By The Associated Press

03.25.02

PHILADELPHIA — If Wayne and Garth can get on television in Aurora, Ill., lawyer Sam Stretton doesn't understand why the Green Party, the National Organization for Women and a Wharton School professor can't make it onto community-access TV in Philadelphia.

Watched by few, and lampooned famously in the Saturday Night Live skit, "Wayne's World," community-access TV in other cities is the realm of local political gossip, student broadcasters and countless voter forums.

Philadelphia, however, doesn't have a cable-access channel.

Stretton and a group dubbed the Philadelphia Community Access Coalition filed suit in federal court March 21 to force the city to act on a 1983 ordinance that was supposed to make five cable channels and studios available at low-cost to amateur programmers and political groups.

Stretton said the programming may not be glossy, but it's vital for free speech.

"That is the modern way speech and issues are debated," he said. "The days of standing on a street corner or renting a flat bed truck to express your viewpoint are long gone."

Buying expensive advertising time on commercial television is beyond the means of most groups, he said, so public access has to fill the void.

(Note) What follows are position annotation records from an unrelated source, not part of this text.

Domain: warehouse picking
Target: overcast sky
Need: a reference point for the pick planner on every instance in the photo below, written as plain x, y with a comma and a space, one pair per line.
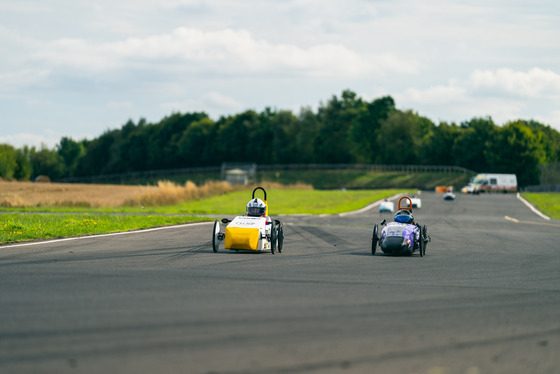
78, 68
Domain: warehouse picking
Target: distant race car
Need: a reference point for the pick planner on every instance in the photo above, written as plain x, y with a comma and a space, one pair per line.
449, 195
253, 231
402, 237
416, 202
386, 206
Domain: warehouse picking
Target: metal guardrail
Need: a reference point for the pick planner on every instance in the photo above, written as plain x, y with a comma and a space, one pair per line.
543, 188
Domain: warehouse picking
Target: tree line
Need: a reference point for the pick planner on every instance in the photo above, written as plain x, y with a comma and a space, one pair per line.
345, 129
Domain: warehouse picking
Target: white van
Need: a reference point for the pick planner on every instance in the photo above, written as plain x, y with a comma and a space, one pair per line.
488, 182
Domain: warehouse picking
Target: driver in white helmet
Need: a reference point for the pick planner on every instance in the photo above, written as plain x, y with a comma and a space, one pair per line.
256, 208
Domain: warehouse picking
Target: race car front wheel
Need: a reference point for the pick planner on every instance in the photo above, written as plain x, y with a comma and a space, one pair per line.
215, 236
280, 237
425, 239
273, 238
374, 239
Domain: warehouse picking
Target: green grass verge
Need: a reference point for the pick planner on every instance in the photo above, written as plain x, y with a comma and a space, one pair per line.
37, 223
546, 202
20, 227
289, 201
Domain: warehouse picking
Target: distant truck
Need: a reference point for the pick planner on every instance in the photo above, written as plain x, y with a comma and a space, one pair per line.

"It's a wonderful thing in cities that have it, and there is no reason why Philadelphia shouldn't have it as well," he said.

A 19-year-old city ordinance called for the creation of the Philadelphia Public Access Corp. to govern the public-access system, but the corporation was never established.

The city also has provisions for cable-access TV in its licensing deal with Comcast cable, but has never enforced them, making Philadelphia the largest U.S. city without a public-access cable channel, the suit said.

More than a dozen plaintiffs have joined the suit, including the local chapter of NOW, the Kensington Welfare Rights Union, the Critical Path AIDS Project, the Philadelphia Unemployment Project and the Philadelphia Lesbian and Gay Task Force.

University of the Arts communications professor Keith Brand, filmmaker Louis Massiah and Edward S. Herman, a professor emeritus of finance at the University of Pennsylvania's Wharton School, have also added their names to the suit.

The suit names Mayor John F. Street and City Council President Anna C. Verna among the defendants.

Street's office declined comment on the suit. City officials have previously cited a lack of money and the risk of providing a forum for hate groups as reasons for not implementing public-access cable.